(From left to right) Stephen Thomas, founder at Webs Creek Capital; James Peachey, senior associate at QuikTrip Investment Group; and Brad Nelson, managing director at Stephens Inc. during a panel at Hart Energy’s Energy Capital Conference on June 4. (Source: Hart Energy)
The relationship between family investing offices and energy businesses has warmed up significantly in the 2020s after a lengthy rough patch, panelists at Hart Energy’s Energy Capital Conference said June 4.
“You saw a trend kind of moving away from capital and moving away from the energy sector seven, eight, nine years ago,” said Brad Nelson, managing director at Stephens Inc., based in Little Rock, Arkansas. The firm provides investment banking services to hundreds of family offices.
Nelson said oil and gas lost the trust of family offices starting with the market crash in 2008 and then through overaggressive spending in the 2010s. The ESG trend prompted others to take their capital elsewhere.
“If you think about what happened in 2008, 2009 and then the downfall from 2014 through 2016, you just saw a lot of these companies produce basically subpar returns, a lot of destruction of wealth in those two cycles,” Nelson said.
Energy companies have had to rebuild the trust of investors, he said.
James Peachey, senior associate at QuikTrip Investment Group, said family offices are noticing the improved capital discipline. QuikTrip, the privately held convenience store operator based in Tulsa, Oklahoma, started an investment office to find ways to deploy underutilized capital, Peachey said. Its only energy investment so far is in a large minerals and royalties portfolio.
“With the energy opportunity, there were a lot of institutional investors leaving for non-economical reasons, which was driving down valuations,” Peachey said. “That offered us an opportunity to have a very stable cash flow asset with no operating risk.”

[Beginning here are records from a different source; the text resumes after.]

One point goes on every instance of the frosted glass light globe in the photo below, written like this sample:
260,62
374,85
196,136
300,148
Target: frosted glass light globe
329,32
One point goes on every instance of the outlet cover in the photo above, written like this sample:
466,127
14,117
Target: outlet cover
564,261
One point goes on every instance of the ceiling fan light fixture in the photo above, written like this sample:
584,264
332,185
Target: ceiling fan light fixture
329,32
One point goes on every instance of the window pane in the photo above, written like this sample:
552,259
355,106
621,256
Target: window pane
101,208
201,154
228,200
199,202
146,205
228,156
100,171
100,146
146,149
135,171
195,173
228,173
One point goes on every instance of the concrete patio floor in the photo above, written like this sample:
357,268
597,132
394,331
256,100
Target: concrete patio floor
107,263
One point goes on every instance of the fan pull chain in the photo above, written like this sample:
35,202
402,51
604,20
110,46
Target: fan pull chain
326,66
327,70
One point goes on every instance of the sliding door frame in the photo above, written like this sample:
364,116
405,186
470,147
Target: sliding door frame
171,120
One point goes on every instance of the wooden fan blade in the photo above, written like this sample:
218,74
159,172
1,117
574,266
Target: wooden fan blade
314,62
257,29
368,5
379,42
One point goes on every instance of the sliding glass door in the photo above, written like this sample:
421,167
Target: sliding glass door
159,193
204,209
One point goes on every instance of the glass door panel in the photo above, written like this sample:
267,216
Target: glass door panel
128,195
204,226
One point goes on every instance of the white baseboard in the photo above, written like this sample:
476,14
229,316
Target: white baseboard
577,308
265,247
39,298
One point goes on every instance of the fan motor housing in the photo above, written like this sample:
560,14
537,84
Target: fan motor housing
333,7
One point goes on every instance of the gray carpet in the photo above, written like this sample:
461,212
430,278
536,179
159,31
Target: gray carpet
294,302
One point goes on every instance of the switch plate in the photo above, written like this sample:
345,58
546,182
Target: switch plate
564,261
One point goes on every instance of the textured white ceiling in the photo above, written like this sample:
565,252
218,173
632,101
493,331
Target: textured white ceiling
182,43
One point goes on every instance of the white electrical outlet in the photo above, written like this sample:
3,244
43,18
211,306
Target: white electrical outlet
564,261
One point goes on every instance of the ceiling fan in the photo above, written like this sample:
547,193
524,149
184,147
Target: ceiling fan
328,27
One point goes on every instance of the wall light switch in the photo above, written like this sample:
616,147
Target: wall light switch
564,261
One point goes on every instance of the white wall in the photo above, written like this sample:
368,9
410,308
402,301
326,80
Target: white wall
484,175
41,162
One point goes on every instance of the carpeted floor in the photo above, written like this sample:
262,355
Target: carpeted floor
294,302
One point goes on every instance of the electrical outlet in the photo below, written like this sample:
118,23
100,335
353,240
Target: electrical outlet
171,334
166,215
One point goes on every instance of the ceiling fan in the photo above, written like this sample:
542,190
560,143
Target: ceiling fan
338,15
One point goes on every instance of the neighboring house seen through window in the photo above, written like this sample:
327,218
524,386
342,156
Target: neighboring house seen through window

Stephen Thomas, founder at Webs Creek Capital, a Dallas-based investment manager focused on investing exclusively in the energy sector, said family offices understand the long-term nature of energy investments because they also have long-term outlooks.
It’s important to align “the management and founder vision with the investor base’s vision,” he said. “You’re bringing in families that understand the duration of the investment, they understand that this is going to be a dividend-type model or where you’re going to hold it for 10 years and sell it at a big exit. That’s really critical.”
Nelson said many offices have done a “good job of getting smart on the sector over the last four, five, six years” by hiring experts in the field.
The offices can also move fast. Thomas said one of his funds was $100 million short of its target when he found a family office that had made money in energy.
“They co-invested with a bunch of other groups and literally raised the other $100 million in a period of three weeks,” he said. “I had been beating my brains against the wall for six months.”
With the trust restored and so much in common, it could be the beginning of a beautiful friendship.
“We’re in the early innings of family offices coming and bringing capital to energy,” Peachey said. “Especially with the supply-demand imbalance that we are going to have with the power demand, I think there’s going to be more and more partnerships for folks who are seeking family office capital.”